Saturday, December 22, 2018

Data Encoding


In this article, we will look into several format of data encoding that includes JSON, XML, Thrift and Avro. We will mainly discuss the pros and cons of each encoding format.

The encoding formats mentioned above are standard formats. However, most of the high level language comes with built in support for encoding in-memory object into byte sequence. For example java has java.io.serializable, python has pickle etc. These encoding formats have a number of problems.


  1. The encoding is tied to a particular programming language. If the 2 systems communicating with each other use different programming language then this will not work.
  2. To restore the data in the same object types, the decoding process needs to be able to instantiate arbitrary classes. This is a security problem. If an attacker can get your application to decode an arbitrary byte sequence then they can instantiate arbitrary classes.
  3. It is not very efficient in terms of CPU utilisation to serialize and deserialize an object

JSON and XML encoding

  • JSON and XML are textual format and so they are human readable. In XML, you cannot distinguish between a number and string that happens to contain only numbers. JSON does not distinguish between integers and floating point numbers. 
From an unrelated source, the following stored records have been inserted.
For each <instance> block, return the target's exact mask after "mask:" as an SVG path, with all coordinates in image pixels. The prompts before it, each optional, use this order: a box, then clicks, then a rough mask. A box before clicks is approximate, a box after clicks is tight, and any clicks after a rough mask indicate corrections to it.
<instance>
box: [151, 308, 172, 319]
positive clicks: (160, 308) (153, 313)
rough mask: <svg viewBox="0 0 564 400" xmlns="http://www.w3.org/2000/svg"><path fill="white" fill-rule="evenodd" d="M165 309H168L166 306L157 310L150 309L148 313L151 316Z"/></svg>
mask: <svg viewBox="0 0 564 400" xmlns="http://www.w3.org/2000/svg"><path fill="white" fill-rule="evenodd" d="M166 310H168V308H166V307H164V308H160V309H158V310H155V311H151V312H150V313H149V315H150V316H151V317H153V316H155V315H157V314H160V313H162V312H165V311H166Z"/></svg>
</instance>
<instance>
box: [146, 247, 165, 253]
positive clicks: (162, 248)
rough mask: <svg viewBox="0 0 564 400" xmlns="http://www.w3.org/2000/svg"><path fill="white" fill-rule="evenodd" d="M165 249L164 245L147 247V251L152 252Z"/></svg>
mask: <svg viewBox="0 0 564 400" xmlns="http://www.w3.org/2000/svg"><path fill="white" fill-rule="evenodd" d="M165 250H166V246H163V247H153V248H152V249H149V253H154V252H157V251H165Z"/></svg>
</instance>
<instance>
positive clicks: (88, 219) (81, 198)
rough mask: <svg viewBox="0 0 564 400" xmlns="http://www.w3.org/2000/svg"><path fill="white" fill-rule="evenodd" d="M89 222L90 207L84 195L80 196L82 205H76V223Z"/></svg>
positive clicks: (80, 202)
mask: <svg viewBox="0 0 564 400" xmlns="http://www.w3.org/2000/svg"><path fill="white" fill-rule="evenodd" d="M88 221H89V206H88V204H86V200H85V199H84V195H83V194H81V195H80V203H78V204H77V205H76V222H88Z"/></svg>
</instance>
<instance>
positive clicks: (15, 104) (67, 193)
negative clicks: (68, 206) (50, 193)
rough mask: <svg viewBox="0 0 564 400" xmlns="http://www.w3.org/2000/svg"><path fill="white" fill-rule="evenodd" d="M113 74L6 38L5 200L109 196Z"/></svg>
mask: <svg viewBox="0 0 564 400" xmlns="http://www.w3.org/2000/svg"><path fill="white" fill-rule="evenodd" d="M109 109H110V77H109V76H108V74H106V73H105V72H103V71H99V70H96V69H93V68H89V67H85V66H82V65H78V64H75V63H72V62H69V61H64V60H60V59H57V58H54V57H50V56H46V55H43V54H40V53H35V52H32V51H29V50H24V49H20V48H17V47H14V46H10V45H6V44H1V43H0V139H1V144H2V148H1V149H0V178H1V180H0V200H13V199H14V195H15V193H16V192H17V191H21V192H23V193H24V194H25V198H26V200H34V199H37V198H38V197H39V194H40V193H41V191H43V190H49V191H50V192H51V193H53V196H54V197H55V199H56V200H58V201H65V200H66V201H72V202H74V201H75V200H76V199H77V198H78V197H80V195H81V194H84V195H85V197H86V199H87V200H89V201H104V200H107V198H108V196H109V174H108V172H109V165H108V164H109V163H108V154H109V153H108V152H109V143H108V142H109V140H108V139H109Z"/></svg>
  • Both JSON and XML have support for schema but it is quite complicated. Use of XML schema is quite common though. 

  • There is not support for binary formats in JSON and XML. Of course, you can encode it using base64 and communicate the data but encoding using base64 increases the size of the document by 30%.
  • Both the formats are quite verbose. JSON is less verbose than XML but both still use a lot of space compared to binary format.
  • When data is transferred, the field name and value are transferred in each data document.
    For example consider the below JSON.
                                                       {
                                                         "name" : "peter",
                                                          "employeeId" : 1234,
                                                           "interests" : ["blogging" , "hacking"]
                                                       }
    If 1 million such documents are transferred, in all the million document the fieldName (favoriteAnimal and favoriteColor) are also transferred. The binary format will not contain space and text format will also contain the space.
Apache Thrift
   
Apache Thrift was originally developed at Facebook and made open source later on. It requires a schema for any data that is encoded. E.g

struct Employee {
  1: required string name,
       2: required i64 employeeId,
              3: optional list<string> interests
}

Thrift comes with a code generation tool that produce classes that implement the schema so the application code can use this code to encode and decode records.

The big difference compared to JSON and XML is that there are no field names in the encoded data. The field names are replaced by field tags (1,2,3). It is a compact way of saying what field we are talking about, without having to spell out the field name.

For example, the JSON example above takes  69 bytes when encoded in JSON. If the same thing is encoded in Thrift, it would take 55 bytes.

Apache Avro

Apache Avro is another binary encoding format that is interestingly different from Thrift.  Avro also uses a schema to specify the structure of the data being encoded.

Example schema in Avro:
    record Employee {
                string name,
                long employeeId,
                union {null, array<string>} interests = null
              }

Note that there is no tag number in schema (In the thrift example, the tag numbers are 1,2,3). Thereby the encoded data is most compacted of all the encoding we discussed so far.

When an application wants to encode data, it encodes the data using whatever version of schema it knows about. This is known as writer schema. When an application wants to decode data, it is expecting data in some schema, which is known as reader's schema.
The key idea here is that the reader's and writer's schema don't need to be the same - they only need to be compatible.

Merits of Schemas

Although the textual data format such as JSON, XML are widespread, binary encoding based on schemas are also viable option. They have number of nice property.


  1. They can be much more compact than various binary JSON variants, since they omit the field names from the encoded data.
  2. The schema is valuable form of documentation because the schema is required for decoding, you can be sure that it is latest.
  3. Keeping a history of schemas allows you to check forward and backward compatibility of schema changes.
  4. For statistically typed programming language, the ability to generate code from the schema is useful, since it enables type checking at compile time.